- Interactive map of Kord Asiab
- Coordinates: 35°59′18.65″N 53°08′5″E﻿ / ﻿35.9885139°N 53.13472°E
- Country: Iran
- Province: Mazandaran
- County: Savadkuh
- Bakhsh: Central
- Rural District: Rastupey

Population (2016)
- • Total: 31
- Time zone: UTC+3:30 (IRST)

= Kord Asiab =

Kord Asiab (کردآسیاب, also romanized as "Kord-āsiyāb" and "Kord Aseyab") is a village in Rastupey Rural District, in the Central District of Savadkuh County, in Mazandaran Province, Iran.

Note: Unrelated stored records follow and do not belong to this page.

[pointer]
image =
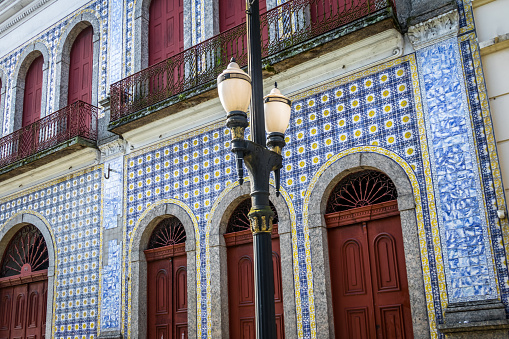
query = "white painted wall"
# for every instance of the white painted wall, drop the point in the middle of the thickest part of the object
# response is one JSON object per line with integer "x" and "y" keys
{"x": 35, "y": 22}
{"x": 492, "y": 24}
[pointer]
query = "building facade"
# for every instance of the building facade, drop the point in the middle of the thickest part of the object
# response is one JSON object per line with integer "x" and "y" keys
{"x": 121, "y": 214}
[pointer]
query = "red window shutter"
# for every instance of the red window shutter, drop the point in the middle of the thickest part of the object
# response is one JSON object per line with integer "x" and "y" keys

It is a mountainous village with a temperate climate, 23 km southeast of Pol-e Sefid city and 9 km east of Dowgol Station.

==Demographics==
In Iran's Geographical dictionary published in 1950, Kord Asiab was part of the Savadkuh District in Shahi County. Its population was 450 people, who were shia muslim and spoke Mazanderani and Persian languages. The water source of the village was the natural springs, with rice, Dairy product and cereal being the village's products. Scarf weaving has also been common among the women.

At the 1966 census, Kord Asiab's population was 63 people in 10 households. The village had a mosque and its products were wheat and barley. The 1976 census recorded a population of 44 people in 7 households.

At the 2016 census, its population was 31, in 11 households.